Senior economist Mike Jones said March pricing data had confirmed that the New Zealand housing market had "barrelled into lockdown" with a full head of steam.

With annual price gains in the month of up to 9.3 per cent, most regions had benefited and some were well into "boom" territory with March reflecting a cyclical peak.

Jones noted that indicators of tightness in the market in February and March, including number of days to sell and listing ratios, had been pointing to yet more upwards price pressure.

Job losses

"We expect the unemployment rate to rise from 4 per cent to just under 9 per cent and wage growth to slow sharply, so servicing existing mortgage debt will become more difficult for those affected," he said.

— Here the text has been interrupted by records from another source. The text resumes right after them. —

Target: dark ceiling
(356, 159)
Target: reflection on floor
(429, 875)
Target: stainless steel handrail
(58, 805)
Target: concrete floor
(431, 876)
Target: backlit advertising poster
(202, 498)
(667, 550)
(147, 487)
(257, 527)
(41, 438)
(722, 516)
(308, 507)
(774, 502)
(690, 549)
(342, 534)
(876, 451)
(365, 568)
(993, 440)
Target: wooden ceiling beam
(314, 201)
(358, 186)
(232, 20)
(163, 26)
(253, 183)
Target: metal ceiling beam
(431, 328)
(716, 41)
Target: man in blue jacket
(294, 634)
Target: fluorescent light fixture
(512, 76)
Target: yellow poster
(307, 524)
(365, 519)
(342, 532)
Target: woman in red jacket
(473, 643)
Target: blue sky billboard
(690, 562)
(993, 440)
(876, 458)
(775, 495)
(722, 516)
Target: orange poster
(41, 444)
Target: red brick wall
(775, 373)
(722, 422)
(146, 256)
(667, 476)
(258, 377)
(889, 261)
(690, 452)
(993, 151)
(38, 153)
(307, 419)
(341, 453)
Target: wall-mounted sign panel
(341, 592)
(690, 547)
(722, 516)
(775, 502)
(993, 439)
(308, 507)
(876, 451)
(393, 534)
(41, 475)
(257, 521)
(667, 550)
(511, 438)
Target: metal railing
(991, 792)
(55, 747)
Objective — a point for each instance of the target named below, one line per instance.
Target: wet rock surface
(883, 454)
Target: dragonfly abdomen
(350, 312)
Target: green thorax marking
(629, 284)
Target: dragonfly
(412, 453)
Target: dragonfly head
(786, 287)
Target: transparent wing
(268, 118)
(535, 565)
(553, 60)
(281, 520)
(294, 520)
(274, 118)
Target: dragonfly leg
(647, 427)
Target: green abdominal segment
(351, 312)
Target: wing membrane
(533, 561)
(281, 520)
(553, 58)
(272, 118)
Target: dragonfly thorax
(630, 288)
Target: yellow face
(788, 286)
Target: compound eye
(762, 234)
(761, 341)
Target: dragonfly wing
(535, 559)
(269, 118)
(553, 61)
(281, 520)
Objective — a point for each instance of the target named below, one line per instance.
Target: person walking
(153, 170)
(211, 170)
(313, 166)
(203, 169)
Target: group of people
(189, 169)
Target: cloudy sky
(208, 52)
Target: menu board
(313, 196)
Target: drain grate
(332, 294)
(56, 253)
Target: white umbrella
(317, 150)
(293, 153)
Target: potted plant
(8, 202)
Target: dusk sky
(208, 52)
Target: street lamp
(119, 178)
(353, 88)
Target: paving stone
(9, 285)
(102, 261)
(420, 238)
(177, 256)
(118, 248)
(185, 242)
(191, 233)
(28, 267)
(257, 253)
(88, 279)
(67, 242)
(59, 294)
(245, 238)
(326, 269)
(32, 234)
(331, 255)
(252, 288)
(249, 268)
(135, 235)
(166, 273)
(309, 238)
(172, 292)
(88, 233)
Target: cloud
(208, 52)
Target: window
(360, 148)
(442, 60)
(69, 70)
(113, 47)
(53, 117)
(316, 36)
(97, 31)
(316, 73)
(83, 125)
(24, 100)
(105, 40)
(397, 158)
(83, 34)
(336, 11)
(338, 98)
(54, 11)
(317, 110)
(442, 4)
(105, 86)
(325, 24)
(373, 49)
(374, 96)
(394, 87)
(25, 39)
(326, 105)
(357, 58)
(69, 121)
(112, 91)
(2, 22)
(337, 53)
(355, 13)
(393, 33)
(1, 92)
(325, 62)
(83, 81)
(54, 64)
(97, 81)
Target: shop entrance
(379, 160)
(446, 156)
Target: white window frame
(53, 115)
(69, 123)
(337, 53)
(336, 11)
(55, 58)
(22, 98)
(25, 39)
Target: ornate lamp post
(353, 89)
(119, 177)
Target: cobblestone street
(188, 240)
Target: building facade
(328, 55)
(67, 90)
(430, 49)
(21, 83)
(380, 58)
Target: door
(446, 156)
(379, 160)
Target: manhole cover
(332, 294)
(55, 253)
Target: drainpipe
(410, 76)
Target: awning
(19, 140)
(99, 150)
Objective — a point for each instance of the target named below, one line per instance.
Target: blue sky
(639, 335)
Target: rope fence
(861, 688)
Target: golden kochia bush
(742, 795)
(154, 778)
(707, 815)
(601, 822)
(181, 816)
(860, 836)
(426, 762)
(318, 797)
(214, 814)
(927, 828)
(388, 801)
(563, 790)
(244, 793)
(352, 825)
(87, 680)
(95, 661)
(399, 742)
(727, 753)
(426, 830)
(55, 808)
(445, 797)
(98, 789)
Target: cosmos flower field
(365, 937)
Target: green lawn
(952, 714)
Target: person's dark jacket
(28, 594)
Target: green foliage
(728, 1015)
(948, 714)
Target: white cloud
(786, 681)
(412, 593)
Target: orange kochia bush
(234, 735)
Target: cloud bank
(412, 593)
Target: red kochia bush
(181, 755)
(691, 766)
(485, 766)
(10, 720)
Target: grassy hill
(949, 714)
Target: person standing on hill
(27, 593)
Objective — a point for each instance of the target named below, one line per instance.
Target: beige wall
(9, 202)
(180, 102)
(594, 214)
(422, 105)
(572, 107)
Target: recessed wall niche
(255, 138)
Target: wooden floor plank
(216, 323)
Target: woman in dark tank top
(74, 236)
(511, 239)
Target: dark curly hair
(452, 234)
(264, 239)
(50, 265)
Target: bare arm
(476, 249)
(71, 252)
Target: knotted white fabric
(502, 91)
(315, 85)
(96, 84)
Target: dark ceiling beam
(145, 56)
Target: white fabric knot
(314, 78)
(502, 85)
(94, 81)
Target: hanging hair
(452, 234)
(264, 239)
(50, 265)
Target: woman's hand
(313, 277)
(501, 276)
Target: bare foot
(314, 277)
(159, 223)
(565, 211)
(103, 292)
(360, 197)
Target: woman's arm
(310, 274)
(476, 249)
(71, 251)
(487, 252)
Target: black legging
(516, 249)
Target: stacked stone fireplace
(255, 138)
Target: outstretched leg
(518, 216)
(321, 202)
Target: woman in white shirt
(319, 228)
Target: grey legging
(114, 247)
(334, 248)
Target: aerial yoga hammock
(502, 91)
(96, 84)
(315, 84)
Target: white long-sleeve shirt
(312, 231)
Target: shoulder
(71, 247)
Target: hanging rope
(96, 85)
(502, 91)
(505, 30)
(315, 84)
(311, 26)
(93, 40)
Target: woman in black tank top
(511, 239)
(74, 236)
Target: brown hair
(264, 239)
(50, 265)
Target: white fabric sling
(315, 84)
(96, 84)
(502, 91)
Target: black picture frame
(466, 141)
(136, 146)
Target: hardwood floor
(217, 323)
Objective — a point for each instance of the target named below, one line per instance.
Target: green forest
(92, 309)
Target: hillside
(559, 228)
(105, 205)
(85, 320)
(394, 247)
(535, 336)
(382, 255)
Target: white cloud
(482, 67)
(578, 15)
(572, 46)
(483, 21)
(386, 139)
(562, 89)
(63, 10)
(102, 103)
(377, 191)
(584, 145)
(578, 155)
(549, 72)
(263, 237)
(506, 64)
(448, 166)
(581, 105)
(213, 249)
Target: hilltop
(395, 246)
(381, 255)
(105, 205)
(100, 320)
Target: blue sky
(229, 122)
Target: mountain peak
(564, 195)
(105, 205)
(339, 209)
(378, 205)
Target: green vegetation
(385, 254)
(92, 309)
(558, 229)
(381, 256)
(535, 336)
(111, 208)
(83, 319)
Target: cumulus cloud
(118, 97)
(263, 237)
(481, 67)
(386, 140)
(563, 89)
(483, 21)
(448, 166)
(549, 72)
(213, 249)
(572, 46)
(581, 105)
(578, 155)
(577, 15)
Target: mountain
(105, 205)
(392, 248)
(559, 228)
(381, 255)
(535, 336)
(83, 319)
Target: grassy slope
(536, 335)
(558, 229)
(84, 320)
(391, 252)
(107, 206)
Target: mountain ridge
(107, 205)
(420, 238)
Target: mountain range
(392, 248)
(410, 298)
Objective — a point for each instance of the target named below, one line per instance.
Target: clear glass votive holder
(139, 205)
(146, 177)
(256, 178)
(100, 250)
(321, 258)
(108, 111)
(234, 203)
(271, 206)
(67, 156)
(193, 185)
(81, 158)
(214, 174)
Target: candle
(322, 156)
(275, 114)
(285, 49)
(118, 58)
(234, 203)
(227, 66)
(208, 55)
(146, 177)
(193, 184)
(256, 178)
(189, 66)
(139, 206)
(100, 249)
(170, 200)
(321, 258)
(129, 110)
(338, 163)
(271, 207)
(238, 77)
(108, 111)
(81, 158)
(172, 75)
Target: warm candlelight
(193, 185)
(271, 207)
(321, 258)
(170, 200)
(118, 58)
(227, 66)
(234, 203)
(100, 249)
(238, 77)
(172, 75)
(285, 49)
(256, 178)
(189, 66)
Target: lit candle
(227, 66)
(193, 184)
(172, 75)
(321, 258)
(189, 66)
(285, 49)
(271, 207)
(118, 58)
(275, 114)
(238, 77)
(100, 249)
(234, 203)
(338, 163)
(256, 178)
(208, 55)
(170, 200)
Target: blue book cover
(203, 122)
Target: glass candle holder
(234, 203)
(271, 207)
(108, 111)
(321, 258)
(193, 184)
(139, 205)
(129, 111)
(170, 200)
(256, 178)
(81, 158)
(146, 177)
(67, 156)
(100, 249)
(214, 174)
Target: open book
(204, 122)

By way of comparison, during the 2008 global financial crisis, New Zealand's unemployment cycle moved from 3.3 per cent to 6.5 per cent, with house prices correcting by 11.9 per cent.

"This time around, the spike in unemployment will be fairly immediate, but hopefully not as long lasting as prior cycles," Jones said.

"In addition, record low mortgage rates and debt relief from the mortgage holiday scheme may limit distressed sales to some extent, blunting the impact from the labour market deterioration on house prices."

ASB also expected a drop in housing supply, even as lockdown restrictions ease, with supply "retrenched further" as prospective sellers opt to wait for better market conditions before listing.

Sales slow

CoreLogic senior economist Kelvin Davidson said he was working on the assumption that sales volumes would be between 15 per cent and 20 per cent lower in 2020, at about 70,000 sales.

Davidson said "ultra-low" mortgage rates are a key factor. In contrast with the GFC, when banks had to toughen up on lending, credit conditions should remain relatively supportive this time around for people with income and the willingness to borrow.

With KiwiSaver balances reduced and property deposits also affected, he said first home buyers may also struggle to access the market as readily as before, though any fall in house prices would benefit those aspiring to make a purchase.

Davidson said that proposals by the Reserve Bank to scrap the loan-to-value ratio rules for at least a year may not necessarily be a "game changer", as banks would still be cautious about income and expense testing and serviceability. Reduced deposit requirements would benefit some buyers.

Jones said that those regions that were most exposed to economic pressures, in particular Queenstown and the Southern Lakes region which were being devastated by the impact on tourism, would be hardest hit.

He was forecasting a decline in Auckland prices, which features a much higher percentage of investors and is also relatively more reliant on inward migration and offshore buyers.

Investors

"We expect investors to pull back from the market quite quickly and the border closure will likely bring to a halt the small amount of offshore buying that remained after 2018's foreign buyer ban."

By contrast, Jones expected regions with more exposure to primary industries, such as Hawke's Bay, Waikato, Taranaki, Southland and Canterbury, to fare better.

ASB's Jones said that residential rents, even without the government banning increases for the next six months, were likely to head lower.

Houseshold incomes are going to take a big hit and there would also be an increase in rental availability, some of it Airbnb accommodation that is no longer servicing the tourism sector.

Jones said he expected about a 5 per cent fall in new rents, which would add to downward pressure on house prices, "as existing and prospect investors are dissuaded from buying or selling property."